Es gibt da diese männlichen* Mitreisenden, die unglaublich anhänglich sind. Sie rempeln dich versehentlich an. Sie berühren dich zufällig. “Oh, Entschuldigung” sagen manche und grinsen über beide Backen, bis die Grinsefalte an den Ohren angekommen ist. “Huch, so sorry!” Grinsekatzen-Grinsen. “Ups”.

Mensch sieht vier Beinpaare sitzend. Jeweils zwei Menschen sitzen unglaublich breitbeinig und drängen die anderen Menschen neben ihnen jeweils an den Rand der Sitzfläche.
Zwei Typen machen sich breit (Bild: @puzzlestuecke)

Es gibt noch andere, die sich es total rattenscharf finden, sich möglichst breitbeinig und mit ausladend vor der Brust verschränkten Armen in eine Sitzreihe flatschen lassen (sofern sie nicht schon ihre symbiotische Beziehung mit ihrer Sitzgelegenheit eingegangen sind). Sie machen klar: “hey, ich sitz mal hier, klar?” Also das sagen die nicht, die gucken nur so, als denken sie es. Ihnen macht es auch quasi nada, niente, nothing aus, dass sie unabhängig von ihrer Körperfülle immer mindestens 2 Plätze belagern. Die macker-dominante Okkupation im täglichen Pendel-Geschehen. Zeitgenossen von einer Sympathie, dass mir selbst die Schnürsenkel wie Blindschleichen abhauen.

Gegenüber und daneben sitzen in der Regel dann Menschen wie ich, die ihren Körper in solchen Momenten quasi zippen. Ich mache mich dann klein und kompakt, wahrscheinlich könnte ich manchmal in einem der Klapp-Mülleimer Platz nehmen, ich habe es noch nicht ausprobiert. Wir, die Gezippten, quetschen unsere Gliedmaßen, und obwohl unsere Beinlänge durch Zippen und Quetschen quasi nur noch halb so lang ist, berühren wir sie trotzdem: Die Macker-Beine. Oder die Macker-Tasche. Oder das Macker-Essen. Oder der Macker-Kaffee-Becher. Letzteres passiert meist bei den Vorbeuge-Mackern. Die setzen sich erst einmal verhältnismäßig normal hin und dann stützen sie ihre Unterarme und Ellenbogen auf ihre Oberschenkel, beugen sich nach vorne und tun etwas. Kaffee-Trinken, Lesen, Programmieren, Musikhören. Ich denke sie legen ihre Hilfsmittel wie Computer oder Smartphone nur deswegen auf ihre Beine, weil meine als Tischplatte nicht geeignet sind. Die sind ja eingequetscht. Aber ihr Gesicht ist zum Greifen nah. Ihr Gesicht fällt fast in meinen Schoß. Natürlich völlig unabsichtlich.

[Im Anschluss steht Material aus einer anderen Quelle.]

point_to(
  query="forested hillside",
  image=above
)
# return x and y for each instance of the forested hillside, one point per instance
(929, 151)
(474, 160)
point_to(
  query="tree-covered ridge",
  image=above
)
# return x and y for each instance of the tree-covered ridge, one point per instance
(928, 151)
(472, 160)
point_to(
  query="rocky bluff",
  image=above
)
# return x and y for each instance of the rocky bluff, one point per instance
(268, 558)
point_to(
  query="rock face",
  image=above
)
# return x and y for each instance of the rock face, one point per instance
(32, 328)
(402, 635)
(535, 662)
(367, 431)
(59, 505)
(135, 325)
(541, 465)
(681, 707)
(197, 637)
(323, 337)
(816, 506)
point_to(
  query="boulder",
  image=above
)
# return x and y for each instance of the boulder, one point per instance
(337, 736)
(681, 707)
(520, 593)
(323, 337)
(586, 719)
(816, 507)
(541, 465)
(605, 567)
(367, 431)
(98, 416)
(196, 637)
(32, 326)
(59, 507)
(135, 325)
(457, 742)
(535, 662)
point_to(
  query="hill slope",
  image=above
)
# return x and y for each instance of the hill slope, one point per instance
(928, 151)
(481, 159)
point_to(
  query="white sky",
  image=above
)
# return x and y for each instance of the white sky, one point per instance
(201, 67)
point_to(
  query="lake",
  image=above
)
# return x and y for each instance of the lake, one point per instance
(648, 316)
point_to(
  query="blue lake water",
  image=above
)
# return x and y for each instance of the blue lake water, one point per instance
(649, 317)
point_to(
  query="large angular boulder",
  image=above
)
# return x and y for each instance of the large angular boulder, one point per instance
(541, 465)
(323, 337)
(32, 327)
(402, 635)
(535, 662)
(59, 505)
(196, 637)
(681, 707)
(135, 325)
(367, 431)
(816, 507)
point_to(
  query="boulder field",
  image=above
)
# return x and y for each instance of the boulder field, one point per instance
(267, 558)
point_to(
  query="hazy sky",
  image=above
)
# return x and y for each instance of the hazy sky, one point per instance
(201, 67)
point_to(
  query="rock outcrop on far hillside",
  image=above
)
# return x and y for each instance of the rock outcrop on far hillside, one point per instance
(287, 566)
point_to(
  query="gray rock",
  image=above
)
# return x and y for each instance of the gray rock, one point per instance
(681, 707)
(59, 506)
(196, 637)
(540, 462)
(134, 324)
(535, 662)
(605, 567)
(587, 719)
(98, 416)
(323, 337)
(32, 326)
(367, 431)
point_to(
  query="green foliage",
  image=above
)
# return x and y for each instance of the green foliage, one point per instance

Ihr Macker da draußen mit eurem ewig-ätzenden-patriarchalen Dominanzverhalten, ihr nervt! Ihr verderbt mir die Laune. Ihr macht, dass mir mein Kaffee oder mein Frucht-Shake nicht mehr schmeckt. Ihr seid invasiv, grenzüberschreitend, kackendreist und zum Kotzen. Ich schwöre, bald wird es ein Tumblr geben, auf dem ich jede einzelne Quetsch-Situation festhalte. Vielleicht rafft ihr dann mal, wie es so mit Privilegien und Demonstration von Machtverhältnissen um euch bestellt ist: ihr habt euch null reflektiert und ihr geht mir damit auf den Zünder!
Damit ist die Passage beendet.